CSA’s STAR for AI program is developing a Catastrophic Risk Annex expected to encompass scenarios in which AI development infrastructure compromise leads to broader AI system manipulation or supply chain poisoning. The credential exfiltration pattern observed in the Marimo exploitation honeypot — where attackers focused on obtaining LLM provider API keys and cloud credentials within minutes of gaining shell access — represents the initial access phase of precisely the kind of AI supply chain attack scenario the Annex is designed to address.
References
[1] Endor Labs. “Root in One Request: Marimo’s Critical Pre-Auth RCE (CVE-2026-39987).” Endor Labs Blog, April 2026.
[2] GitHub Security Advisory. “GHSA-2679-6MX9-H9XC: Unauthenticated Remote Code Execution in marimo Terminal WebSocket.” GitHub, April 2026.
[3] Sysdig Threat Research Team. “Marimo OSS Python Notebook RCE: From Disclosure to Exploitation in Under 10 Hours.” Sysdig Blog, April 2026.
[4] The Hacker News. “Marimo RCE Flaw CVE-2026-39987 Exploited Within 10 Hours of Disclosure.” The Hacker News, April 2026.

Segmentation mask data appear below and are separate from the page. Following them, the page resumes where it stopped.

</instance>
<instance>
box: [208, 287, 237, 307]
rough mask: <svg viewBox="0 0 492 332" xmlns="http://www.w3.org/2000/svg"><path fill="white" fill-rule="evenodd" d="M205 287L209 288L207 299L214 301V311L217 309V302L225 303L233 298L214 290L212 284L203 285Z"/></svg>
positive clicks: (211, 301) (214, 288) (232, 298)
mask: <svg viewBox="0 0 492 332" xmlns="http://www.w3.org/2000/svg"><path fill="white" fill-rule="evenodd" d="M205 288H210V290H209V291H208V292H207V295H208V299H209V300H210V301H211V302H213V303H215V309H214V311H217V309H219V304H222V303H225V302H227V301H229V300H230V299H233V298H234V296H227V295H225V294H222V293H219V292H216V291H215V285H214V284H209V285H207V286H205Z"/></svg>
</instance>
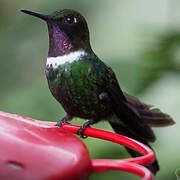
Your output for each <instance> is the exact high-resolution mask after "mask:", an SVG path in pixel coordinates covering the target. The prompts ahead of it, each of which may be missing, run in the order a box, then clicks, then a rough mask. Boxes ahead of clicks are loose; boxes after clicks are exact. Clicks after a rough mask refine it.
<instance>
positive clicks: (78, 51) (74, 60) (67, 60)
mask: <svg viewBox="0 0 180 180" xmlns="http://www.w3.org/2000/svg"><path fill="white" fill-rule="evenodd" d="M85 55H87V53H86V52H85V51H83V50H79V51H75V52H71V53H69V54H67V55H63V56H57V57H47V61H46V66H47V65H49V66H51V65H52V67H53V68H57V67H59V66H60V65H63V64H65V63H66V62H69V63H72V62H73V61H78V60H79V59H80V57H82V56H85Z"/></svg>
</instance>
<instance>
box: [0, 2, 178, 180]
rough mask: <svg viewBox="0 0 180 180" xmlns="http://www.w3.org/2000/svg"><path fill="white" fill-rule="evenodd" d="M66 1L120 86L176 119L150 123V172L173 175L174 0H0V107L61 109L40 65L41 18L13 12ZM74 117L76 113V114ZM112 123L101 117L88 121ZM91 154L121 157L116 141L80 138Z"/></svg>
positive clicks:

[5] marimo-team. “marimo: A reactive notebook for Python.” GitHub, accessed April 2026.
[6] The Hacker News. “Critical Langflow Flaw CVE-2026-33017 Triggers Attacks within 20 Hours of Disclosure.” The Hacker News, March 2026.
[7] Dark Reading. “RCE Flaw in AI Coding Tool Poses Software Supply Chain Risk.” Dark Reading, April 2026.
[8] marimo-team. “marimo | a next-generation Python notebook.” marimo.io, accessed April 2026.
[9] marimo Documentation. “Deploying marimo with Docker.” marimo Docs, accessed April 2026.
[10] GitLab Advisory Database. “Marimo: Pre-Auth Remote Code Execution via Terminal WebSocket Authentication Bypass.” GitLab GLAD, April 2026.
[11] OWASP. “WebSocket Security Cheat Sheet.” OWASP Cheat Sheet Series, accessed April 2026.
[12] Marimo Documentation. “Security — marimo.” marimo Docs, accessed April 2026.
[13] CSA AI Safety Initiative. “MAESTRO: A Multi-Layered AI Threat Modeling Framework.” Cloud Security Alliance, 2025.
[14] Cloud Security Alliance. “AI Controls Matrix (AICM).” Cloud Security Alliance, 2025.
[15] Cloud Security Alliance. “Zero Trust Advancement Center.” Cloud Security Alliance, accessed April 2026.